We, the Alyansang Makabayang Humanista, are voicing our concern regarding House Bill No. 2447 or the proposed Senior High School Reserve Officers Training Corps Act. We suggest that the ROTC shall not be mandatory for students, especially on the Senior High School Level.
The ROTC was first introduced in the Commonwealth Era under President Manuel L. Quezon. It was a two-year program which aims to prepare the citizens for warfare through a series of trainings such as first-aid, map reading and light weapon handling. It was hampered during the Second World War but was reinstated by President Ferdinand Marcos through Presidential Decree No. 1706 of 1980. It was then used as basis for the enactment of Republic Act No. 7077 or the Armed Forces of the Philippines Reservist Act of 1991 which requires all freshman college students to take ROTC for a year.
In 2002, President Gloria Macapagal Arroyo signed RA No. 9163 or the National Service Training Program Act.
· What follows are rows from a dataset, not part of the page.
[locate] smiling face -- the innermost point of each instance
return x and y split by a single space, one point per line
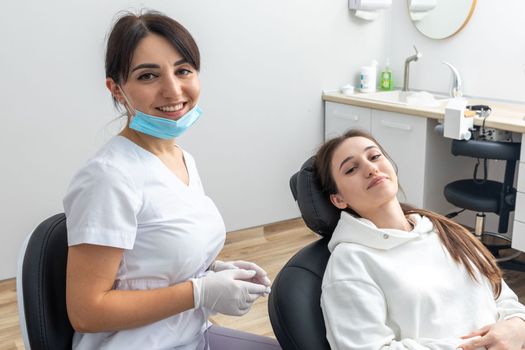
365 178
160 81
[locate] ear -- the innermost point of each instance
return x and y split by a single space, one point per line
114 90
338 201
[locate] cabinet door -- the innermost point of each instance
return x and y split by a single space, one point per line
404 139
340 117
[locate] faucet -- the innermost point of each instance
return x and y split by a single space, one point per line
455 88
407 63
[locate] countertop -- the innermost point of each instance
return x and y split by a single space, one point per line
504 116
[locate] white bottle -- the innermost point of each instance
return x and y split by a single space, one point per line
368 78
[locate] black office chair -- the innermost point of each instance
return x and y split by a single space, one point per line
294 304
487 196
41 287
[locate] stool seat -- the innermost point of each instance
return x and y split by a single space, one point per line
481 197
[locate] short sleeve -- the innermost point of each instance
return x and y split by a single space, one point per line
101 207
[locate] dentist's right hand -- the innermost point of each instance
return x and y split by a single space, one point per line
227 292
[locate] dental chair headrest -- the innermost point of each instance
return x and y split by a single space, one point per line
318 213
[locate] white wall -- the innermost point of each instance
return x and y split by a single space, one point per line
489 52
264 64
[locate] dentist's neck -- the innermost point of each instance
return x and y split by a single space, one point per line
152 144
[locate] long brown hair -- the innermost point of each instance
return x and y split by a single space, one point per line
464 248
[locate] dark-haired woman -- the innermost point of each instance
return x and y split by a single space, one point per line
143 235
400 277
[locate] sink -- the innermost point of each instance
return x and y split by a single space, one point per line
412 98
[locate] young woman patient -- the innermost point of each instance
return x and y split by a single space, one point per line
401 277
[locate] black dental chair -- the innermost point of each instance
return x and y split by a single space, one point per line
294 304
41 287
488 196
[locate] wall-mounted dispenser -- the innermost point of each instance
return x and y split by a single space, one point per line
420 8
368 9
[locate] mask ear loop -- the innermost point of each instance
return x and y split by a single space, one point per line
129 108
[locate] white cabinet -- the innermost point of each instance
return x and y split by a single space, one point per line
402 136
404 139
340 117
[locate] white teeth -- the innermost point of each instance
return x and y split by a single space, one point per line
172 108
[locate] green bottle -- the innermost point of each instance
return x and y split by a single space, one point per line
386 78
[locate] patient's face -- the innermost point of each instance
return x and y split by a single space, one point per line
365 178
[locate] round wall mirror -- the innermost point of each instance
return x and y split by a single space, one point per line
440 19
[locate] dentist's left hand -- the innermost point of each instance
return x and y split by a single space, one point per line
261 277
502 335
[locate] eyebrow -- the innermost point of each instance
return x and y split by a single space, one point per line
347 159
156 66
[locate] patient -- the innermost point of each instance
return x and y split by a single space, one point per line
401 277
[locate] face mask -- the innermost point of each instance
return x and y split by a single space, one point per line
161 128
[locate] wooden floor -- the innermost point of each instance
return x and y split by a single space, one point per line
270 246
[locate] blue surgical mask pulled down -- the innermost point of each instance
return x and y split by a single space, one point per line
163 128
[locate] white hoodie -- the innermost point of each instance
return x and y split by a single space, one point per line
392 289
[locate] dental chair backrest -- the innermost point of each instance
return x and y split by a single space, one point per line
294 303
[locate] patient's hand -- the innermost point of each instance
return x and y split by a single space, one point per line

It serves as an amendment to RA No. 7077, allowing students to choose among ROTC, Literacy Training Service or the Civic Welfare Training Service program.
It can be remembered that even President Rodrigo Duterte himself supposedly tried to hurdle the compulsory program during his college days, when he imbued a tuberculosis patient to sell him his X-ray results to pass these off as his own so that he be excluded from the program for medical reasons. With this, it just shows that he himself lacks a moral high ground to demand absolute participation in the ROTC program.
In 2018, an article affirmed the instances of students who could easily pass the course by simply paying their commandants. Corruption was not only the issue when the news broke out that an officer of the program was brutally killed after testifying about the illicit and dishonest practices of his colleagues. The program also encouraged fraternities, who typically subject their apprentices in uncontrolled hazing.
Besides the anomalous foundation of the proposed revival of ROTC, problems concerning "logistical" challenges in the current K-12 system seem to be a problem in maintaining the stability of the system, as stated by Senate President Pro Tempore Ralph Recto. With this, the revival of ROTC in the SHS level is deemed to be more problematic in conjunction with the raw and flawed system of the K-12 program.
The government has consistently called for the reestablishment of ROTC. President Duterte once said in a speech that ROTC instills patriotism, the love of country among our youth. The commander of the AFP Reserve Command, Brig. Gen. Rolando Rodil, assumed the position of the President as he argued that the other two components of the NSTP (CWTS and LTS) failed to ingrain patriotism, nationalism and character-building. We hope that the love for our country is not defined nor limited to demonstration of jingoism as it is being implied by the mandatory ROTC.
In 2015, among the three NSTP options, ROTC attracted only 14 percent of the NSTP enrollees, with the majority preferring for CWTS. If what General Rodil contends is true, why do more college students opt not to take ROTC?
While ROTC may impart survival skills beneficial for students, we must not forget the horrors that this program has brought to past generations. History has shown us that the mandatory ROTC's goal to instill nationalist objectives to the minds of our youth had been inconsistent. Moreover, it became a means of promoting coercion and not discipline.
In line with this, our organization proposes the following recommendations: (1) ROTC should not be made compulsory so that students will have a choice on whether or not to pursue this program; (2) the government should either invest in cultural courses and educational programs that promote our heritage to foster nationalism among students; and lastly, (3) the existing ROTC program should be updated and made more practical.
Implementing mandatory ROTC would require P38 billion in funding as disclosed by Senator Gatchalian in a Senate hearing. This large sum could be used to finance improvements for the Senior High School program, which to this day still has issues that warrant attention. We pose that in achieving the goal to instill patriotism in the Filipino youth, we must first strengthen our efforts in bettering the education system particularly under the K-12 curriculum before rushing in reviving and enforcing a single military training course. The aforementioned suggestions would be favorable to the general public as well for additional costs in children’s education would be avoided.
Antonio Miguel Romero is the president of the Alyansa ng Makabayang Humanista of the University of Sta. Tomas.